Senator Kathryn Reilly asked about monetary policy. I slightly disagree that interest rates were set with larger countries in mind. Interest rates were set with inflation in mind. If inflation was low, interest rates were going to be low. The ECB takes note of policy conditions, but it is not going to respond with interest rate changes if they impact on its inflation rate target. Its prime objective is to control inflation. When inflation was low in the eurozone, interest rates tended to be low. They were unsuitable for Ireland at a time when the economic growth rate was high and inflation was higher. The question arises of what countries can do once their interest rates are set at a supranational level. We are seeing difficulties in terms of the ECB trying to reduce interest rates beyond already very low levels. Apart from Ireland, this does not have much of an impact on the ground. The reason ECB interest rates have such a large impact on Ireland is tracker mortgages. The ECB's low rate has not fostered cheaper lending in other countries or on bond markets. While the ECB rate and German bond yields are low, there has been little impact on Italy, Spain, etc.

Closer fiscal union would benefit small countries. Fiscal union should allow countries to deal with macro shocks without putting public finances under pressure.

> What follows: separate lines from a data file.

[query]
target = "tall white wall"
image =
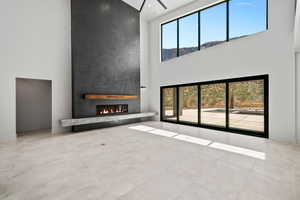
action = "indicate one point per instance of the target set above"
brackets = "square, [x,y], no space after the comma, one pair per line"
[35,43]
[144,61]
[298,96]
[270,52]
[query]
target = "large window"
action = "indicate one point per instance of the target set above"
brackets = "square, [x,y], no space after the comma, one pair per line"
[188,34]
[210,26]
[169,104]
[246,105]
[236,105]
[247,17]
[213,25]
[169,40]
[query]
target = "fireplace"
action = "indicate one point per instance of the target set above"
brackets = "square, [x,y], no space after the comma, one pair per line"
[111,109]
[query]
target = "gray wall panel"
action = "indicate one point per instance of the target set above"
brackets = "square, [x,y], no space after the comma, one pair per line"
[105,53]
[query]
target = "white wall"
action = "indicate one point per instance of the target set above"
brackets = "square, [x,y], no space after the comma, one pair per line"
[35,43]
[144,64]
[34,99]
[297,27]
[269,52]
[298,96]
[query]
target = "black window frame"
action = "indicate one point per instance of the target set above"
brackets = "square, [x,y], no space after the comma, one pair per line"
[264,134]
[199,25]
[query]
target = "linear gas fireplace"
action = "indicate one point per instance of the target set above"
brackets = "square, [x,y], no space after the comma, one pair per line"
[112,109]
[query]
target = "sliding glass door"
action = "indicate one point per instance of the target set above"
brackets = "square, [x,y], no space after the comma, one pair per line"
[188,104]
[213,104]
[237,105]
[169,107]
[246,105]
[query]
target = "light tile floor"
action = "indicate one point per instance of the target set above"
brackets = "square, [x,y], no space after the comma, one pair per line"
[149,161]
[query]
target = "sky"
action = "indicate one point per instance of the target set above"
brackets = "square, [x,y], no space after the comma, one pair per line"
[245,17]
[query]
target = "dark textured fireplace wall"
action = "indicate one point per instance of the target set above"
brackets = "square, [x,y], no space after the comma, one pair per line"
[105,55]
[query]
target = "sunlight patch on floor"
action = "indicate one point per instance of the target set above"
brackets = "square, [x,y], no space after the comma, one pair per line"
[200,141]
[238,150]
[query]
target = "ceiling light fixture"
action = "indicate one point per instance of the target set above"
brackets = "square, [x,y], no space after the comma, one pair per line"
[159,1]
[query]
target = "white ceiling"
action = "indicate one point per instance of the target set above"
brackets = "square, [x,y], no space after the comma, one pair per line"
[153,9]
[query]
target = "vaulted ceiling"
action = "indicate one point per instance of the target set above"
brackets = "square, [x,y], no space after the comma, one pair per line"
[153,9]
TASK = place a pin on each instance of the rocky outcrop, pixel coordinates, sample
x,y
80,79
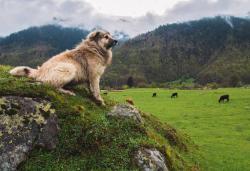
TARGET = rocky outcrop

We find ourselves in the midst of a large macroecnomic shock which, in theory, should be dealt with by easing back on the fiscal side, that is, spending more or cutting taxes. However, because we are also faced with a solvency problem in keeping the country afloat, we responded in exactly the opposite way, by cutting expenditure and increasing taxes. If there was fiscal union, perhaps unemployment benefit and other social welfare payments would have been ring-fenced at European level. The public finances might be in a mess, but social welfare levels would be maintained from a central fund and once we were back on track to growth, we would become a net contributor to the fund, rather than a beneficiary. We could thereby sort out the rest of the public finances while protecting social welfare expenditure. That approach would bring net benefits for small countries.